Catweazle - what is your family situation, married, single, kids, in an urban area or rural. IMO these would make a difference to me if I were to decide to buy or rent.


----------



## none (Jan 15, 2013)

andrewf said:


> Your risk is the same whether you have a large down payment or small.


I disagree with this but it's quibbling over the potential for a few thousand dollars and not really worth discussing in the grand scheme of things.

Do a full cost analysis of rent vs buy. I wouldn't buy a house in Canada with a 2% interest rate. No thanks _ i'd rather lose all my cash in small oil and gas companies with ridiculous dividends thank you very much.


----------



## Greenback (Mar 16, 2013)

If you lived in Winnipeg you could buy a 2br bungalow for less than $150K.
And live rent free with $150K left over to invest, maybe in another similar property that you can rent out for income.


----------



## lonewolf (Jun 12, 2012)

Your brand new to Canada, I would not consider buying property untill your certain you will want to live there for @ least 5yrs. (to much money lost in HST & commision) 

Does Alberta have any sales tax or HST on homes ? 

If you had to borrow the money it would be about 10 yrs of being certain of living in the house because of money lost in interest paid to the bank (use a credit union instead of bank )along with the HST & commision.


----------



## Catweazle2013 (Apr 16, 2013)

Cal said:


> Catweazle - what is your family situation, married, single, kids, in an urban area or rural. IMO these would make a difference to me if I were to decide to buy or rent.

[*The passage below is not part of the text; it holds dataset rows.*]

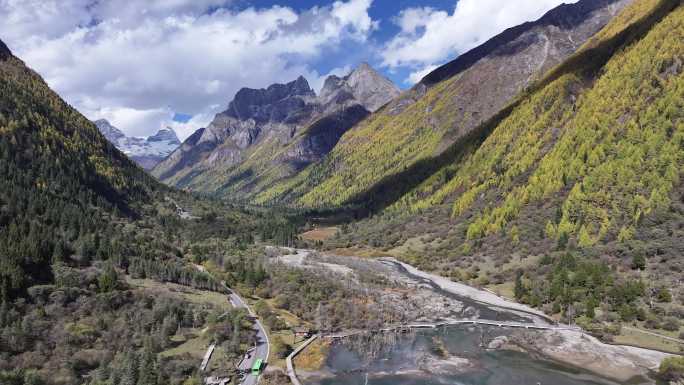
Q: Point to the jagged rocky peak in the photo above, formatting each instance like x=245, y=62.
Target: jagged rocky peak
x=364, y=84
x=4, y=51
x=147, y=152
x=165, y=135
x=270, y=104
x=110, y=132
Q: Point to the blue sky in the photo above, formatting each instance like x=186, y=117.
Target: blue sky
x=146, y=65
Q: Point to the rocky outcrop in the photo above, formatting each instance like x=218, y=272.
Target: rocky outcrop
x=427, y=127
x=147, y=152
x=285, y=126
x=110, y=132
x=5, y=52
x=575, y=22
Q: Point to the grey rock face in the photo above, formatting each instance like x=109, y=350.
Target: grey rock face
x=165, y=135
x=488, y=77
x=110, y=132
x=286, y=114
x=147, y=152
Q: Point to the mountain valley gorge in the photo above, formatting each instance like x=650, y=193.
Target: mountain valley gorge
x=516, y=215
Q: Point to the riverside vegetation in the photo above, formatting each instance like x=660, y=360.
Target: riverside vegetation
x=569, y=199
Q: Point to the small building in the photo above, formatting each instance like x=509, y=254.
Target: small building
x=302, y=331
x=216, y=381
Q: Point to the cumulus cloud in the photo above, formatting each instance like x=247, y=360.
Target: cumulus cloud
x=137, y=63
x=429, y=37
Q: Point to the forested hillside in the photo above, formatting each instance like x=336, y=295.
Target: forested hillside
x=85, y=238
x=429, y=125
x=574, y=201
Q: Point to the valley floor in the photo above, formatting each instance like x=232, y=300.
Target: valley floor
x=426, y=298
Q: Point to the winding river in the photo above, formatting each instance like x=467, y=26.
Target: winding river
x=451, y=355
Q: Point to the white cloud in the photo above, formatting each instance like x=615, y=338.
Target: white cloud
x=136, y=63
x=429, y=37
x=416, y=76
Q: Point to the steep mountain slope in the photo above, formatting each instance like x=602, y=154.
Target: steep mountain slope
x=576, y=193
x=83, y=231
x=147, y=152
x=378, y=158
x=57, y=172
x=270, y=134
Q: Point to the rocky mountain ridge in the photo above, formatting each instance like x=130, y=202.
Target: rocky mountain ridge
x=276, y=130
x=147, y=152
x=398, y=146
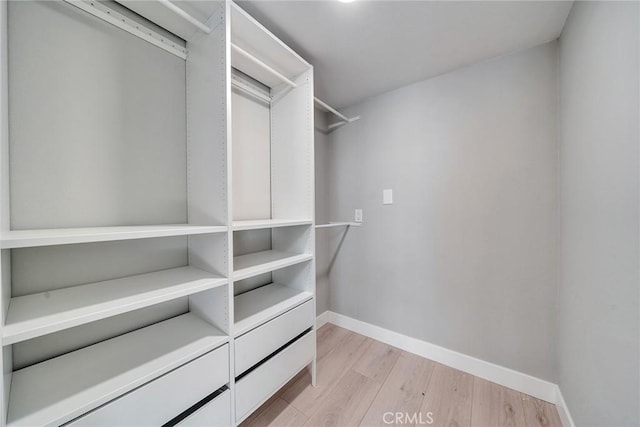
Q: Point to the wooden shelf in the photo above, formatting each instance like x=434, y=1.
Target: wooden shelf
x=65, y=236
x=263, y=262
x=57, y=390
x=256, y=224
x=260, y=305
x=38, y=314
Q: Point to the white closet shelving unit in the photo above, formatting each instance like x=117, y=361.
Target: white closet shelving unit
x=142, y=284
x=274, y=267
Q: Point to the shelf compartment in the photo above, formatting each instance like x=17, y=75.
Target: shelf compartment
x=268, y=223
x=60, y=389
x=65, y=236
x=253, y=264
x=38, y=314
x=260, y=305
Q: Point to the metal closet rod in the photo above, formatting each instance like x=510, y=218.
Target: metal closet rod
x=263, y=65
x=332, y=110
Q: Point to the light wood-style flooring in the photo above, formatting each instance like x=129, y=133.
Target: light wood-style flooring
x=363, y=382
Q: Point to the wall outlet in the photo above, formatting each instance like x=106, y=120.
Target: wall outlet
x=387, y=197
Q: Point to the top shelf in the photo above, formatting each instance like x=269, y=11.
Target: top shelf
x=256, y=224
x=66, y=236
x=253, y=38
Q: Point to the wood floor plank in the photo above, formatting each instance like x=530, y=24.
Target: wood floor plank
x=538, y=413
x=348, y=376
x=330, y=369
x=348, y=403
x=403, y=390
x=328, y=337
x=449, y=397
x=259, y=411
x=280, y=414
x=495, y=406
x=377, y=362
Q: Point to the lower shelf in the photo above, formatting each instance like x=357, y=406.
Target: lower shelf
x=60, y=389
x=260, y=305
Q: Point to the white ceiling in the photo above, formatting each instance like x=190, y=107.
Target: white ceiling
x=364, y=48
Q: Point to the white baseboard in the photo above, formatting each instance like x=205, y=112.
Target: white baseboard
x=519, y=381
x=563, y=410
x=323, y=318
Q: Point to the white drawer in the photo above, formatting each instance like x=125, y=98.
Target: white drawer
x=164, y=398
x=216, y=413
x=260, y=342
x=257, y=386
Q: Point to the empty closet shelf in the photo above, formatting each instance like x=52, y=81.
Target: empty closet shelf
x=263, y=262
x=260, y=305
x=65, y=236
x=38, y=314
x=60, y=389
x=268, y=223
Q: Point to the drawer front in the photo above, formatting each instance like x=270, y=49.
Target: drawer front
x=162, y=399
x=216, y=413
x=260, y=342
x=257, y=386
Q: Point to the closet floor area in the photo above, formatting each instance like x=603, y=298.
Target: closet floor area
x=363, y=382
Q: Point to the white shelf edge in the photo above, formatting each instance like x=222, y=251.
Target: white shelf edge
x=286, y=260
x=287, y=301
x=65, y=236
x=145, y=353
x=246, y=16
x=153, y=289
x=339, y=224
x=243, y=225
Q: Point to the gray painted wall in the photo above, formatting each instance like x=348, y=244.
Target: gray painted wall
x=598, y=320
x=322, y=212
x=466, y=257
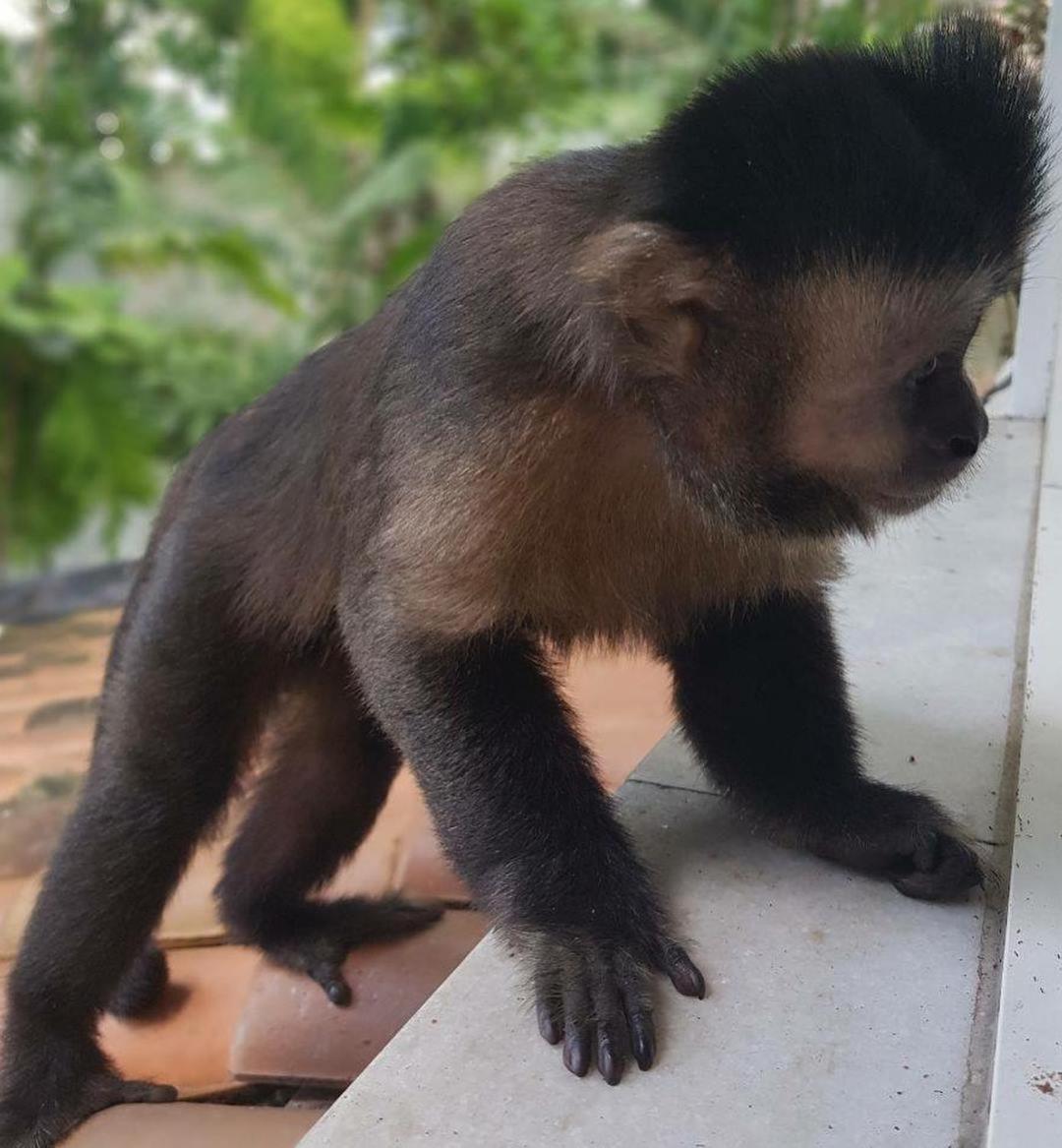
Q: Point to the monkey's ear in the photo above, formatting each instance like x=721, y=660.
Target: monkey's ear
x=659, y=287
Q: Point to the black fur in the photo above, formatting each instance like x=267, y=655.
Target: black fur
x=762, y=699
x=932, y=153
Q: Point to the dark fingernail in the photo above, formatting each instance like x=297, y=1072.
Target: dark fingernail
x=644, y=1046
x=576, y=1053
x=547, y=1025
x=609, y=1064
x=685, y=976
x=339, y=992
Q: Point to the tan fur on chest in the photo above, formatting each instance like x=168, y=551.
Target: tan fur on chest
x=567, y=523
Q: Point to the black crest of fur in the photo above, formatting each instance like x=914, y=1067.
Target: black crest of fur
x=924, y=156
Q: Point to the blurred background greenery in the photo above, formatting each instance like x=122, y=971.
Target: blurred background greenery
x=194, y=193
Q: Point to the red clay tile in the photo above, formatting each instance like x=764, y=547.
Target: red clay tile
x=623, y=707
x=193, y=1126
x=290, y=1032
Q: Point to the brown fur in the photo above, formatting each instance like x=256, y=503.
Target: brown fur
x=567, y=522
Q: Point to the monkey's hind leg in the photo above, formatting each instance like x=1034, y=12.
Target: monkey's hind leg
x=180, y=706
x=332, y=768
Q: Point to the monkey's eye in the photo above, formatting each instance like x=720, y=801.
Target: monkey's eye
x=922, y=372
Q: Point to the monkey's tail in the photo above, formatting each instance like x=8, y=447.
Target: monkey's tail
x=143, y=984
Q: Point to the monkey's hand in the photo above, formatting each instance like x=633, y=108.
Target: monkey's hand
x=589, y=992
x=903, y=833
x=50, y=1083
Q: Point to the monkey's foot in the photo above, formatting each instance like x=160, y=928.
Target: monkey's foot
x=52, y=1085
x=319, y=945
x=591, y=995
x=904, y=834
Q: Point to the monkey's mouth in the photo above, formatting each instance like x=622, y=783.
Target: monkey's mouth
x=904, y=502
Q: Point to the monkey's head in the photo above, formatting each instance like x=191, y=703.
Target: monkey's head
x=826, y=231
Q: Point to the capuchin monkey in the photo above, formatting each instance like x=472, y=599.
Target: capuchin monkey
x=637, y=395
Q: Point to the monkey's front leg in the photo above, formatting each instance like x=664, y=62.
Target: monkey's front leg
x=762, y=698
x=531, y=830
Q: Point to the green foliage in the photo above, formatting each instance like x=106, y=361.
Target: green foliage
x=206, y=188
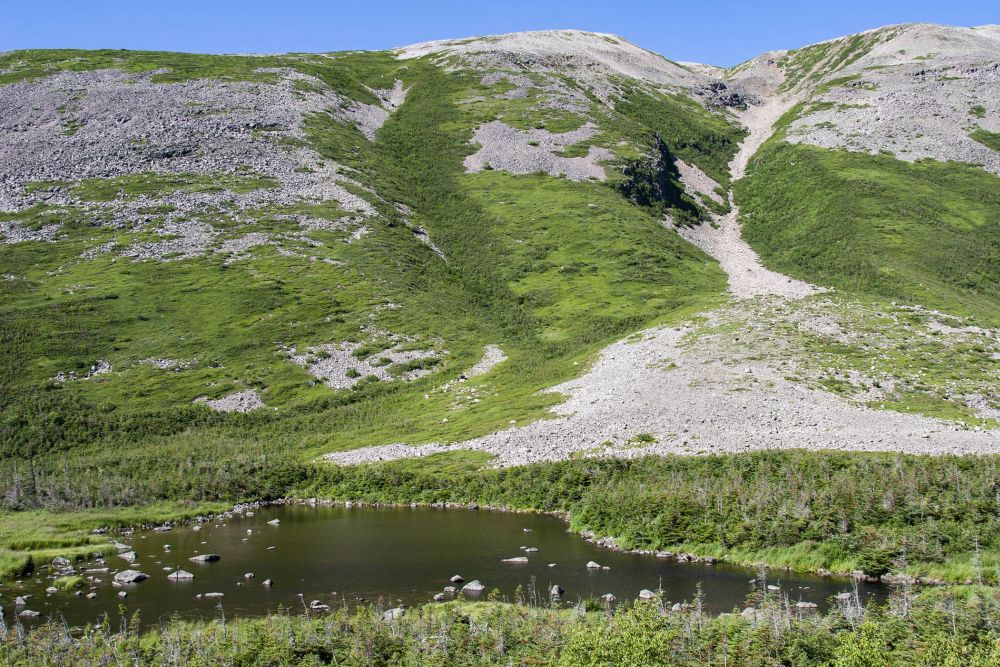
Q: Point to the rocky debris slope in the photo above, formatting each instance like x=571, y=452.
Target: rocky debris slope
x=917, y=93
x=722, y=238
x=192, y=148
x=671, y=391
x=530, y=151
x=595, y=59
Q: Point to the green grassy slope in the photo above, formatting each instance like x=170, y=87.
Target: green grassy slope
x=549, y=269
x=923, y=233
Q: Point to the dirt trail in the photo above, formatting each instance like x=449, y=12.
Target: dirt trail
x=722, y=239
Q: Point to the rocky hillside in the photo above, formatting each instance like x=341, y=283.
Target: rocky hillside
x=213, y=263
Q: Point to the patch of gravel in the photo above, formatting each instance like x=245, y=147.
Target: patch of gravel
x=723, y=239
x=529, y=151
x=243, y=401
x=338, y=367
x=492, y=357
x=13, y=232
x=128, y=125
x=691, y=400
x=99, y=367
x=596, y=60
x=913, y=98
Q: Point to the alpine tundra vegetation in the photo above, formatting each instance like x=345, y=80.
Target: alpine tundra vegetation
x=748, y=313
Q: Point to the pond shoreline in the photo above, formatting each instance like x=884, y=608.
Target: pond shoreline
x=605, y=542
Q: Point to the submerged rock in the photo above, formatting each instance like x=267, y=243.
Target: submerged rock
x=474, y=586
x=205, y=558
x=130, y=577
x=393, y=614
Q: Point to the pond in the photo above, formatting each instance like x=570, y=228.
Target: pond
x=341, y=555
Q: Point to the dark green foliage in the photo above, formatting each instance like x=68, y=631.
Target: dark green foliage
x=925, y=233
x=697, y=136
x=655, y=184
x=987, y=138
x=951, y=628
x=551, y=291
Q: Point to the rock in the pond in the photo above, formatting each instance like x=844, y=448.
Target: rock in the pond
x=393, y=614
x=474, y=586
x=205, y=558
x=129, y=577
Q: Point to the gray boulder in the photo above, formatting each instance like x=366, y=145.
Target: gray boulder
x=393, y=614
x=474, y=586
x=130, y=577
x=205, y=558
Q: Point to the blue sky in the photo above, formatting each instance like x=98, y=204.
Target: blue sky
x=720, y=33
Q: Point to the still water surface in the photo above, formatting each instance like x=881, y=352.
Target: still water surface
x=337, y=555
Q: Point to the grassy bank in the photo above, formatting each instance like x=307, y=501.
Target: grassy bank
x=937, y=628
x=30, y=538
x=935, y=517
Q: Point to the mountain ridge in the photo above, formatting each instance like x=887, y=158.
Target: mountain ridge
x=338, y=239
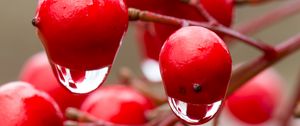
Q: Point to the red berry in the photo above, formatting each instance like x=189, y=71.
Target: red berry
x=150, y=5
x=221, y=10
x=37, y=71
x=118, y=104
x=196, y=66
x=257, y=100
x=22, y=105
x=81, y=39
x=81, y=34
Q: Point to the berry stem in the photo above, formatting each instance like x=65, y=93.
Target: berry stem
x=291, y=108
x=126, y=76
x=246, y=2
x=202, y=11
x=76, y=115
x=248, y=70
x=269, y=18
x=135, y=14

Mississauga, which is expensive !! $300k buys almost nothing here. Married with no kids, but a baby on the way !


----------



## meddlesomemarmots (Feb 16, 2011)

I'm with lonewolf.

Get a handle for where you are living, and the surrounding areas first. Maybe move a couple of times over the next couple of years, and see how you like different local cities/neighbourhoods. I don't think you'll have a ton of renters remorse regarding property prices in a couple of years (generally speaking - we're not sure where you are).


----------



## chloev (Nov 26, 2012)

If you are thinking about purchasing a home in Canada, I would suggest you choose the location wisely. For example, cities like Vancouver and Toronto are not ideal places to buy now. If I were you, I would invest that money in booming cities like Calgary or Edmonton and a year from now, you will be able to sell it and gain some capital. If you have $300k in equity, you can afford to buy and hold a property, which means the risk is lower for you as a real estate investor. What I have been doing recently was I bought an income property in a town outside of Edmonton but still within the Edmonton region and rental in receive covers everything: management fees, mortgage and taxes...etc. I don't even need to worry about tenants and looking for one because the company I bought my unit through takes care of that. Having all these expenses paid for by rent allow me to rent somwhere else. 2-3 years from now I will be able to sell my condo and buy a better one with my gain!


----------



## none (Jan 15, 2013)

Here in an article in the globe today. Unfortunately the linked spreadsheet omits the opportunity cost of money in the house and therefore paints a biased rosy picture of home ownership.

Still, renting (of course) comes out the winner (assuming no home appreciation of course).

http://www.theglobeandmail.com/glob...-real-cost-of-home-ownership/article11668113/


----------